Given this admission, any attempt by the Union to suggest that Hardesty was not responsible would have been fruitless. Hardesty was the best witness to the incident and the Union relied on his account of it. Accordingly, Union defendants' failure to undertake the type of investigation plaintiff now suggests was necessary is wholly without legal significance. Moreover, even where a union fails to conduct an investigation which might have been helpful, courts have ruled that this failure is *765 merely an exercise of negligence or poor judgment which does not constitute a breach of its duty. See Cannon v.
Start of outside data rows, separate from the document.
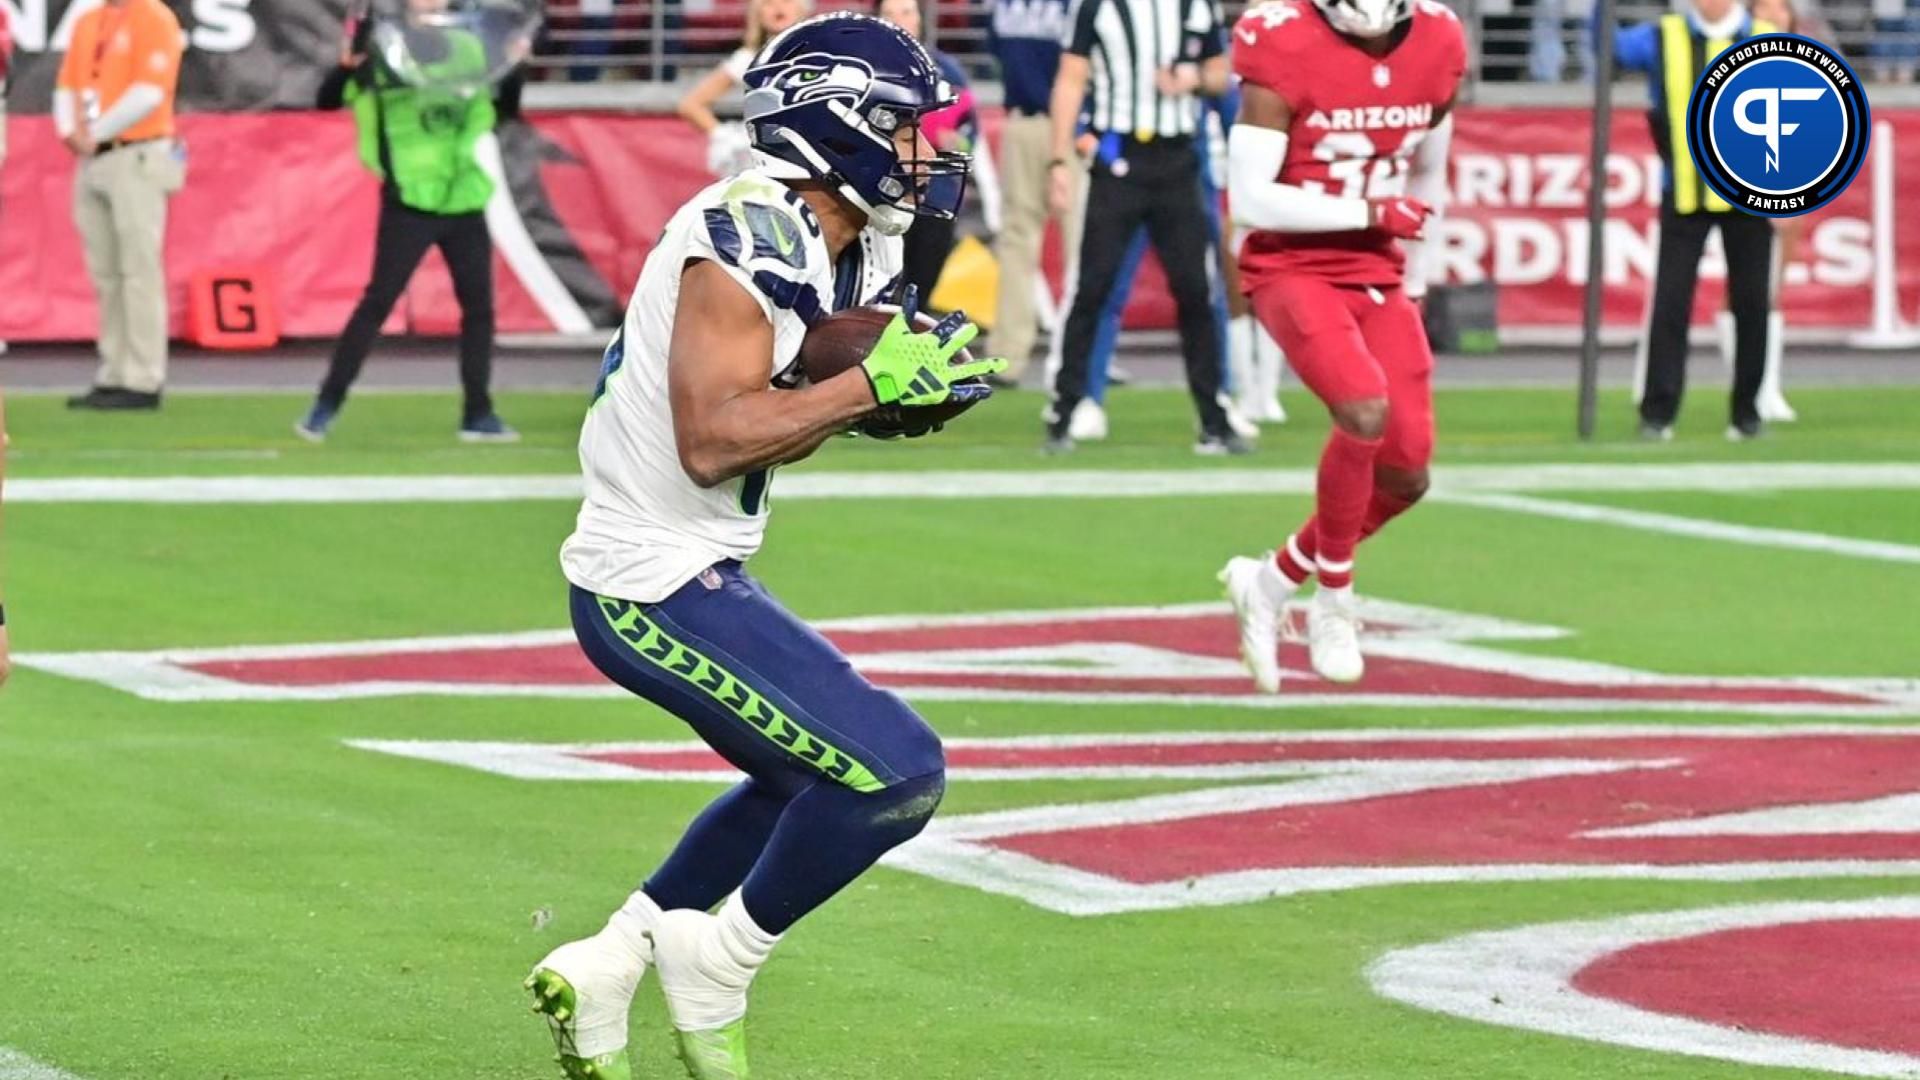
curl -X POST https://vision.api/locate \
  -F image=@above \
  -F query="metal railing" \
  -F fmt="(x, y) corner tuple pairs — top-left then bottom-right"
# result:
(523, 0), (1920, 90)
Consolidated Freightways Corp., 524 F.2d 290 (7th Cir.1975).
Local Union Politics
Plaintiff's second argument, that the decision not to arbitrate his grievance was somehow related to Local Union politics, is similarly without merit. The evidence demonstrated that the lead Union decision-makers were William Osos and Ned Davy, officials of the International Union, who were in no way involved in Local Union politics. Thus, whatever those politics were, they had no impact on the decision that was made on Hardesty's grievance.
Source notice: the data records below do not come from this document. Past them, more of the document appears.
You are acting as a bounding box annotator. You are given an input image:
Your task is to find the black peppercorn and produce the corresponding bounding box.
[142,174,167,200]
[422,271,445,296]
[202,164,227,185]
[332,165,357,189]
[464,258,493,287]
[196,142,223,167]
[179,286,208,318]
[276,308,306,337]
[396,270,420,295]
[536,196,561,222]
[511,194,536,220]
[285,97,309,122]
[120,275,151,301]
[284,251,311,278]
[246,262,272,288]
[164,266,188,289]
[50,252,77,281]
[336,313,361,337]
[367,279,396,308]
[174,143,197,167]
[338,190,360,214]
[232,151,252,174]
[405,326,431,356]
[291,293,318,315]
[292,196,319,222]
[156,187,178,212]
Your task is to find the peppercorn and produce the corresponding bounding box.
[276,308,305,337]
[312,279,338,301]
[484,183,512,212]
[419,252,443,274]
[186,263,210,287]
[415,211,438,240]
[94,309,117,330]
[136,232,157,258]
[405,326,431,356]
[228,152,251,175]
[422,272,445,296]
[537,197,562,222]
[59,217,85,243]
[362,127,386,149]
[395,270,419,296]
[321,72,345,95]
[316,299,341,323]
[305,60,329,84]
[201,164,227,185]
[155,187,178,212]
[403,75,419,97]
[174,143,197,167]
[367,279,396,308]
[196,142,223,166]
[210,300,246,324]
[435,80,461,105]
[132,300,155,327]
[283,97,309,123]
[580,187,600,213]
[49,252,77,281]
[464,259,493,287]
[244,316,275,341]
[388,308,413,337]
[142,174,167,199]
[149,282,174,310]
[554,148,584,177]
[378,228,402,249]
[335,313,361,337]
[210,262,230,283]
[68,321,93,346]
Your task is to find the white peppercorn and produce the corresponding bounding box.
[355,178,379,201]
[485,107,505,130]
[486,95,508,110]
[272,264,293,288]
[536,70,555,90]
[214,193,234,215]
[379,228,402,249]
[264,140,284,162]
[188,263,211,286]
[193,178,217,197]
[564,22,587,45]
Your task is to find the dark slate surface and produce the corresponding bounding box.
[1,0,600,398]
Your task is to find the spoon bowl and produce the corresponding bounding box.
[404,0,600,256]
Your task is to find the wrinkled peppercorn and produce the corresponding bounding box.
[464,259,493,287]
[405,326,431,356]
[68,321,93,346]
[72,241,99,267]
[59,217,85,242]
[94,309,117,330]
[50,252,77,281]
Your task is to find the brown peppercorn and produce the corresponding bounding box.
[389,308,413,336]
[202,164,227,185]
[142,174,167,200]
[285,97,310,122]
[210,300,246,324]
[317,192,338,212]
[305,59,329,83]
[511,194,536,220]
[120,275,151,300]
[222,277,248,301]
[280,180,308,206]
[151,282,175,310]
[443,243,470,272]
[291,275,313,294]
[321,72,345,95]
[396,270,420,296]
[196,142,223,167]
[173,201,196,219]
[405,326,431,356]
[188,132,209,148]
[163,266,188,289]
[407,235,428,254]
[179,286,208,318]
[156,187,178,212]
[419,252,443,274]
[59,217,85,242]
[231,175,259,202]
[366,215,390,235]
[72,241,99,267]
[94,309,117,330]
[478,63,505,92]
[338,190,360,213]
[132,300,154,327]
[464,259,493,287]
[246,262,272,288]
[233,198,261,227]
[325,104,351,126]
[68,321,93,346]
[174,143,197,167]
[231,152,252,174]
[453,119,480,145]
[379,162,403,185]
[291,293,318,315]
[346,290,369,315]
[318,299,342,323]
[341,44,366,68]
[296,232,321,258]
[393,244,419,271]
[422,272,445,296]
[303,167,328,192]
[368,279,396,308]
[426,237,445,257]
This Court takes very lightly the attempt by plaintiff to inject local union politics into this case. Such is much ado about very little.
The unrefuted evidence of record demonstrates that the individuals who took the lead in the decision-making process were independent of any Local Union politics. Moreover, even though there was some testimony about the Local Union's politics, there was no credible testimony tying those politics to the decision on Hardesty's grievance. Hardesty claimed that he told Alice Delph that he was supporting Homer Phipps against Delph in the election for Local Union president. (Tr. 115). The attempted implication is that because Hardesty was supporting Delph's opponent for union officer, Delph had reason to be hostile to Hardesty and not handle his grievance fairly. The argument fails, however, because it is based on a misconstruction of the facts: Delph did not run against Phipps in the election. An employee named Joe Lord did. (Tr. 237, 255-256). Thus, Hardesty's testimony on this issue fails in its purpose and serves only to undermine his own credibility.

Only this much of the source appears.